Sunday, September 19, 2021

Toddler Storytime - August


toddler storytime

After having done only one family storytime a week since the pandemic hit, virtually through May and in-person outdoors through the summer, I decided to go back to the pre-pandemic schedule of toddler storytime on Wednesday and family storytime on Friday. This is for two reasons: (1) I have been having a fair number of toddlers (and a few infants) attending fairly regularly, and felt they needed their own storytime that was more developmentally appropriate for them, and (2) once school starts in August the older kids can only come on Fridays because for whatever reason the public schools here are only in session Mon-Thur. 
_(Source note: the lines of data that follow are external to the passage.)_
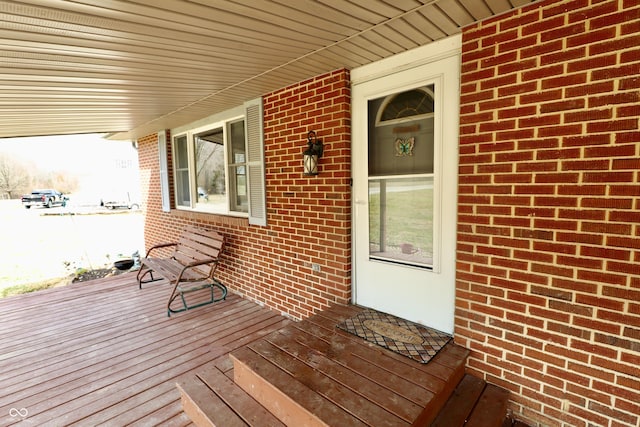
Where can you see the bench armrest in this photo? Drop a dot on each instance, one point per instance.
(200, 262)
(194, 264)
(160, 245)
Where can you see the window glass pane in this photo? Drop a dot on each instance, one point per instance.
(401, 132)
(237, 169)
(210, 169)
(401, 167)
(401, 220)
(183, 194)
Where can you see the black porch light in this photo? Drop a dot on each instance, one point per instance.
(312, 154)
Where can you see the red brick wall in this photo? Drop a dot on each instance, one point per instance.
(309, 218)
(548, 274)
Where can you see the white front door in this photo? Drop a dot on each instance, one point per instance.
(405, 166)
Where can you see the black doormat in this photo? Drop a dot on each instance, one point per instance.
(409, 339)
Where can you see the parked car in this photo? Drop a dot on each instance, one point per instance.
(121, 202)
(47, 198)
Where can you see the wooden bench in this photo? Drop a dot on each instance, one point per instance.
(190, 268)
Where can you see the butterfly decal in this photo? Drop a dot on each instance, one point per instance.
(404, 147)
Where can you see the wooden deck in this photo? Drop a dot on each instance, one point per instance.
(313, 374)
(105, 352)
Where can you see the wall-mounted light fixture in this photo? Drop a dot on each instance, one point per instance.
(312, 154)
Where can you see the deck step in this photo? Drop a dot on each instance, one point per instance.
(212, 399)
(311, 373)
(474, 403)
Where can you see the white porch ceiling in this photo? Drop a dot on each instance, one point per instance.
(132, 67)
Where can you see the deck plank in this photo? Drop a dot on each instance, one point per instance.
(105, 351)
(461, 403)
(357, 381)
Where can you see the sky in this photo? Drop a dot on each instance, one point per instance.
(102, 166)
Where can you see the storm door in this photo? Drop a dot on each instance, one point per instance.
(405, 152)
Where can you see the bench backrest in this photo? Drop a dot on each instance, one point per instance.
(195, 244)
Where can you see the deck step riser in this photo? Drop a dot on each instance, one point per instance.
(281, 405)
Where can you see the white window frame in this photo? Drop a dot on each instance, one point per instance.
(250, 112)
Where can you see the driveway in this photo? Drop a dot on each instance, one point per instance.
(39, 243)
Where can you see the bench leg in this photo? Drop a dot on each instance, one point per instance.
(177, 292)
(142, 273)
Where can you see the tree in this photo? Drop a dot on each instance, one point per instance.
(14, 177)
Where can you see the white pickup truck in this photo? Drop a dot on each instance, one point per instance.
(47, 198)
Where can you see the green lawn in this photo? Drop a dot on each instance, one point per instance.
(409, 218)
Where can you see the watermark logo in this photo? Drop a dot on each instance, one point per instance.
(18, 413)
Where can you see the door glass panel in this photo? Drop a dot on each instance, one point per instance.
(401, 174)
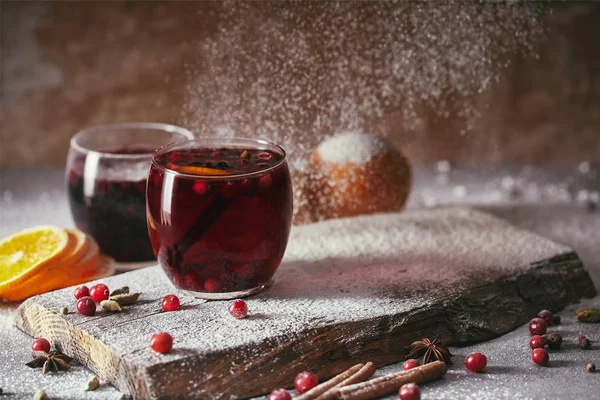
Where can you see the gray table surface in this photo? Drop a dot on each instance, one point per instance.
(559, 202)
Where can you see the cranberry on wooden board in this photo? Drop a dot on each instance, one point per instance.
(538, 326)
(537, 342)
(410, 391)
(408, 364)
(305, 381)
(81, 291)
(86, 306)
(540, 356)
(238, 309)
(476, 362)
(99, 292)
(161, 342)
(170, 303)
(41, 344)
(280, 394)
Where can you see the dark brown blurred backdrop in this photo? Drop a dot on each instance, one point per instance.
(69, 65)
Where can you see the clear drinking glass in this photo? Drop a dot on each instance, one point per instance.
(219, 214)
(107, 170)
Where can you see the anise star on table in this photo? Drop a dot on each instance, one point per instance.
(431, 350)
(54, 360)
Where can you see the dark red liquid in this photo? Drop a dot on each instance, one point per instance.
(225, 233)
(112, 211)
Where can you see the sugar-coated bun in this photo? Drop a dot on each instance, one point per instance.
(356, 173)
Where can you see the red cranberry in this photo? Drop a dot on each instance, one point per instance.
(86, 306)
(540, 356)
(200, 187)
(305, 381)
(547, 315)
(212, 285)
(41, 344)
(537, 342)
(538, 326)
(264, 183)
(238, 309)
(280, 394)
(99, 292)
(476, 362)
(81, 291)
(161, 342)
(170, 303)
(408, 364)
(410, 391)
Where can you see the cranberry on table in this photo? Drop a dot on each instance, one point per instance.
(99, 292)
(170, 303)
(547, 315)
(540, 356)
(476, 362)
(305, 381)
(280, 394)
(86, 306)
(41, 344)
(408, 364)
(410, 391)
(538, 326)
(238, 309)
(537, 342)
(161, 342)
(81, 291)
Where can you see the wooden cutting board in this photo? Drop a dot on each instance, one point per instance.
(349, 290)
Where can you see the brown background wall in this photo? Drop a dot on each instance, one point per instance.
(66, 66)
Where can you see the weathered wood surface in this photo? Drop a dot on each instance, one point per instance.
(349, 290)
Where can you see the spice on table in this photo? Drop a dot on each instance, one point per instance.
(50, 361)
(584, 343)
(588, 315)
(430, 350)
(352, 376)
(392, 383)
(553, 340)
(40, 395)
(92, 384)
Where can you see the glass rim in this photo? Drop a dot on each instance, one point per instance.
(157, 126)
(225, 140)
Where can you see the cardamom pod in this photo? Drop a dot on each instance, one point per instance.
(93, 384)
(125, 299)
(121, 290)
(588, 315)
(110, 305)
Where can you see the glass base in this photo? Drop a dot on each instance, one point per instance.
(229, 295)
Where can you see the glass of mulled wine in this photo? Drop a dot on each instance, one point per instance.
(219, 214)
(107, 170)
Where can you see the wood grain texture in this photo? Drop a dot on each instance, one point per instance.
(349, 290)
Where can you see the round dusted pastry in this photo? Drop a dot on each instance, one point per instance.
(357, 173)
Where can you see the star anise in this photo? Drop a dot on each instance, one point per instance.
(431, 350)
(54, 360)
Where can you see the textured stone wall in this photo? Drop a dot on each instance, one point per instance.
(66, 66)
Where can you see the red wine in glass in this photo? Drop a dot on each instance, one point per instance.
(219, 215)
I have done hundreds of preschool storytimes and dozens of family storytimes, and while I've subbed for toddler storytimes and had a few outreach visits to baby and toddler classes, this is the first time I've had my own regular toddler storytime. The toddler storytimes I've subbed for followed slightly different formats, but both involved shorter, simpler books, more movement, more songs/rhymes/fingerplays, and playtime with developmentally appropriate toys rather than a craft. I decided to start out with the format my previous co-worker used for her "Movers & Shakers" toddler storytime, which uses the same songs and rhymes each week for a month along with 1-2 short books. I like this format because I know how important repetition is for learning with young children, plus it really encourages participation and engagement, and as a bonus I don't have to spend time searching for new rhymes and songs every week.

I decided not to worry about themes. If I can find toddler-appropriate books that fit the theme of the family storytime that week, then fine, but if not, I'll just pull something else for the toddlers. Another thing I am taking from my former co-worker's storytime is ending with bubbles. Not only are bubbles great fun, but it's also a great developmental activity as it involves tracking, gross motor movement to chase and pop the bubbles, crossing the midline to reach for a bubble, and bilateral coordination in popping the bubbles with a clap. Plus we sing a counting song along with them. I am still giving them a simple take home craft, but I am really hoping to gradually move away from that and incorporate play time and more open-ended activities instead of crafts every week, as soon as I can get some sensory toys and manipulatives. Not only is this more developmentally appropriate, it saves time in prepping all the cookie-cutter crafts.

The songs/rhymes I selected for the first month were:
The books I read and the take-home craft for each week were:

  • Toddler storytime
    Week 1 -
    Spunky Little Monkey by Bill Martin, Jr. & Michael Sampson, I Spy Under the Sea by Edward Gibbs, cupcake liner fish craft.

    I wanted to incorporate movement as much as possible, so we moved our heads, hands, feet, and hips along with the spunky little monkey, and then we practiced counting with I Spy.

  • Chicken storytime, toddler storytime
    Week 2 - Charlie Chick Learns to Fly by Nick Denchfield & Ant Parker, Wee Little Chick by Lauren Thompson & John Butler, hatching chick craft.

    The Charlie Chick series of simple pop-up books are *perfect* for toddlers! I had never seen them before, and was excited to find them in our collection. The kids got to show their feet, flap their wings, and peep along with Charlie, then identified farm animals and showed me little, big, and tall with the Wee Little Chick, along with pecking for food. (The other books shown were used for Family Storytime later in the week). I also added Laurie Berkner's "I Know a Chicken" with egg shakers. So fun!

I should have had one more song or rhyme with lots of actions, and something else instead of Mary Had a Little Lamb, which they didn't really know and seemed a little boring without actions to go with it. However, "Roly-Poly" proved to be a big hit, especially with one of my regulars, and of course they loved counting and popping the bubbles.

I will continue to tweak the format of this storytime, though I know I want to keep a lot of repetition and movement, maybe incorporating a song cube if I can find time to make one. A few parents have asked about a "Music & Movement" program, which I don't have the availability to do as a weekly program due to staffing constraints, but I will probably incorporate as a special monthly program, probably in place of the regular toddler storytime that week. But first I have to get a new boom box that works that can both play CDs as well as connect to my phone and can run on batteries.

What kind of format do you use for your toddler storytimes? I'd love to hear about it!